Because he knew—just as well as Jessica did—that this wasn't just a casual remark.

Seraphina had just maneuvered him into a lose-lose position.

If he denied it outright, he would have to acknowledge—publicly—that his reaction to Jessica was too much, too emotional, too irrational.

If he let the assumption stand, well...

Jessica had no idea why that seemed to be the worse option for him.

But she could see it.

The way he hesitated.

The way he did not immediately say no.

Jessica's mind worked through the calculations with detached clarity.

Lucien wasn't actually courting her. That was obvious.

Which meant his hesitation had nothing to do with romance and everything to do with politics.

Jessica frowned internally.

Then why not just say it?

Seraphina watched him closely, her expression serene, but Jessica could feel the underlying sharpness to it.

She was waiting.

Lucien was trapped.

Jessica exhaled slowly, shifting her stance slightly.

And then, Lucien finally spoke.

"...It's none of your business, Seraphina."

Jessica blinked.

The nobles around them stirred, whispering.

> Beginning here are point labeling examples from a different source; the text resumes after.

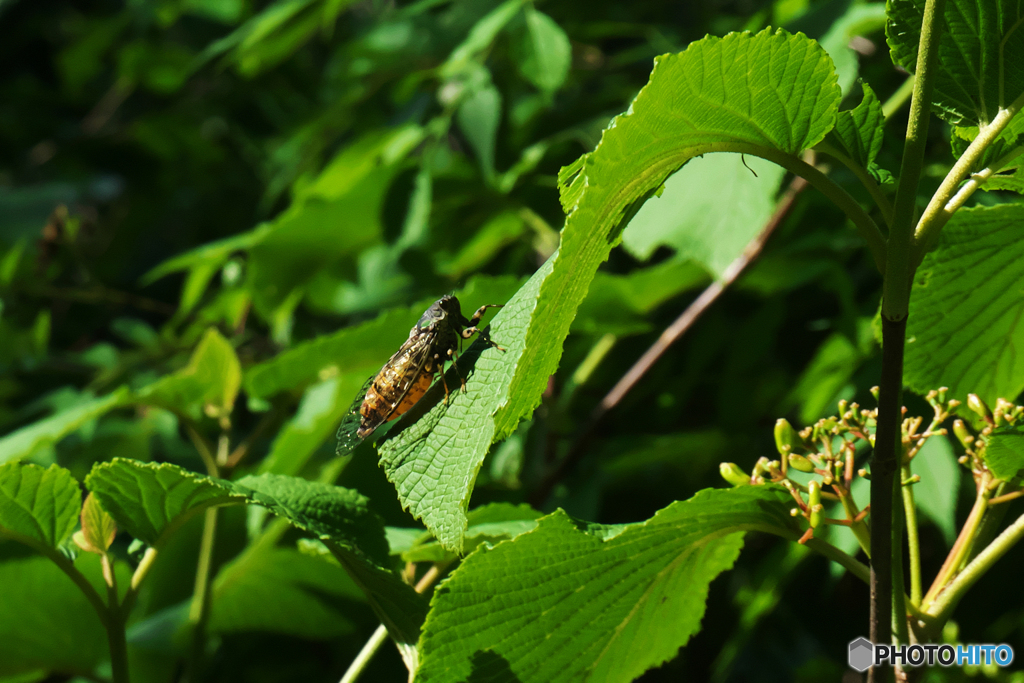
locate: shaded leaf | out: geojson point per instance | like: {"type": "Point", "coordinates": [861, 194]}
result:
{"type": "Point", "coordinates": [280, 590]}
{"type": "Point", "coordinates": [150, 500]}
{"type": "Point", "coordinates": [38, 506]}
{"type": "Point", "coordinates": [1005, 454]}
{"type": "Point", "coordinates": [964, 327]}
{"type": "Point", "coordinates": [98, 528]}
{"type": "Point", "coordinates": [544, 52]}
{"type": "Point", "coordinates": [978, 71]}
{"type": "Point", "coordinates": [48, 431]}
{"type": "Point", "coordinates": [354, 536]}
{"type": "Point", "coordinates": [212, 378]}
{"type": "Point", "coordinates": [45, 621]}
{"type": "Point", "coordinates": [581, 617]}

Seraphina's smile widened.

Jessica's annoyance spiked.

What kind of vague half-answer was that?

Lucien's Perspective: The Trap He Walked Into

Lucien did not like this.

Not the situation itself—he had been maneuvered before, had faced political traps sharper than this one.

But this one felt... off.

Because when Seraphina had asked the question, his immediate answer should have been no.

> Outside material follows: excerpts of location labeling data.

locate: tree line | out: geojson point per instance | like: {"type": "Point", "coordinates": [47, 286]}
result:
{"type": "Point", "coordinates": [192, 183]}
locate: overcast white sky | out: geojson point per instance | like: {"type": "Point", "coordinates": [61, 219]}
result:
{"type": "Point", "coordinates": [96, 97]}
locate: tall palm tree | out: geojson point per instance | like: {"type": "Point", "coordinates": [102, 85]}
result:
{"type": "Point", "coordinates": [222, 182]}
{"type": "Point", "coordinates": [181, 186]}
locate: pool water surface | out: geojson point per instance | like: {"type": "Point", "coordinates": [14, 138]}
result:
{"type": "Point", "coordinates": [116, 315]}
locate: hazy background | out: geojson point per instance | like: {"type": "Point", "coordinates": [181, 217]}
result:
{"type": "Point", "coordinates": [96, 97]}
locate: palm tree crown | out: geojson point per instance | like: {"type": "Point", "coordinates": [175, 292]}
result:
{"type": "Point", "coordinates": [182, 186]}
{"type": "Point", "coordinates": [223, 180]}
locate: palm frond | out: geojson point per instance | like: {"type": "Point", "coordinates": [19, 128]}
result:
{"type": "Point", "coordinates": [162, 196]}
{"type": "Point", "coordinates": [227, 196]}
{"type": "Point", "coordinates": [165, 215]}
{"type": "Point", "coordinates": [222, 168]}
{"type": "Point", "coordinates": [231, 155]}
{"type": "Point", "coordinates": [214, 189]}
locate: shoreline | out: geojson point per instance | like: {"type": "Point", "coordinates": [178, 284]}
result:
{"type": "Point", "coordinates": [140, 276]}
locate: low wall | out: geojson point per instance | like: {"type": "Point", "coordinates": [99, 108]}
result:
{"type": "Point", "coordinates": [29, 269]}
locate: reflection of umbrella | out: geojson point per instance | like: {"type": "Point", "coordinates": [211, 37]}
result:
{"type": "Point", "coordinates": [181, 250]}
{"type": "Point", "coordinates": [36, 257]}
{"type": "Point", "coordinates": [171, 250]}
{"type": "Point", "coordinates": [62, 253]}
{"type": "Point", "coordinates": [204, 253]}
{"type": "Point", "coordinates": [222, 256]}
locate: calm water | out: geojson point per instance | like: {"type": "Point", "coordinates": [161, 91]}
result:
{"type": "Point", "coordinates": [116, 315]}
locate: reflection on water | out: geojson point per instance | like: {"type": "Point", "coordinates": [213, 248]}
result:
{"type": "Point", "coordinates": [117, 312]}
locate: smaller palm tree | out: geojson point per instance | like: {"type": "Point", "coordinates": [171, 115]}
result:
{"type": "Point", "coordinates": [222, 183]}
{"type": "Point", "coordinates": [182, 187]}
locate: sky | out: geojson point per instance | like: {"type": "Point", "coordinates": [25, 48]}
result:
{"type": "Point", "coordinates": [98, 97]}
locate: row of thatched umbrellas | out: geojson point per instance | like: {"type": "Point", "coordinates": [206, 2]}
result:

He wasn't courting Jessica Moran.

It was absurd to even suggest.

And yet—

The moment he had opened his mouth, the words hadn't come out.

Something in his mind had stalled, something sharp and unspoken, something that warned him that denying it outright would solidify something irreversible.

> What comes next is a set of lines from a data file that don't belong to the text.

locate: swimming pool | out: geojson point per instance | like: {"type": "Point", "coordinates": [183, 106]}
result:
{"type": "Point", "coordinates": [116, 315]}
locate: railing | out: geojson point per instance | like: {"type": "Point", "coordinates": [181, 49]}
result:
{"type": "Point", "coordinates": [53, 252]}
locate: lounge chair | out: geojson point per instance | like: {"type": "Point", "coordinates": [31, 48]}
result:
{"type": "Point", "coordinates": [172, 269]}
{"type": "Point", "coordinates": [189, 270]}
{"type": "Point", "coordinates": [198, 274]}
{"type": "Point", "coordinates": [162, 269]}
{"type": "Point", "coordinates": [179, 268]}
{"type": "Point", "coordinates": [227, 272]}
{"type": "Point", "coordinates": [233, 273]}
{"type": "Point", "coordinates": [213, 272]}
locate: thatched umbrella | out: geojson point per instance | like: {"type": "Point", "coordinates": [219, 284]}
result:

It wasn't even about Jessica.

It was about Seraphina.

About the nobles watching.

About how much weight had suddenly been placed on an assumption that should have meant nothing.

Jessica wasn't a suitable match. That was obvious.

Even if it was a sense of duty—even if he had overreacted—there was no logical reason for a future Duke to invest in a magic cripple.

Lucien could feel Jessica watching him.

She wasn't confused.

She was assessing.

Because she understood the game, even if she didn't care about the rules.

Lucien exhaled slowly.

He should have just said no.

But he didn't.

And that was what bothered him.

Jessica's Perspective: I Am Too Tired for This

Jessica wanted to leave.

She wasn't flustered or embarrassed—she was just annoyed.

Lucien could have shut this down immediately.

But instead, he had given a half-answer that was only making things worse.

Seraphina wasn't even hiding her amusement anymore.

Jessica turned her head toward Lucien and stared. Flatly.

"...That's the answer you're going with?"

Lucien glanced at her, expression composed. "It's the truth."

Jessica clicked her tongue, shifting her stance slightly.

"The truth," she repeated. "That's what we're calling that."

Lucien's lips twitched slightly.

Jessica sighed.

She knew better than to engage with this any further.

Instead, she rolled her shoulders, stretching out the tension. "I'm going for another jog."

Lucien did not stop her.

Seraphina's smile remained.

And Jessica—without bothering to look back—had a very strong suspicion that this would not be the last time this conversation came up.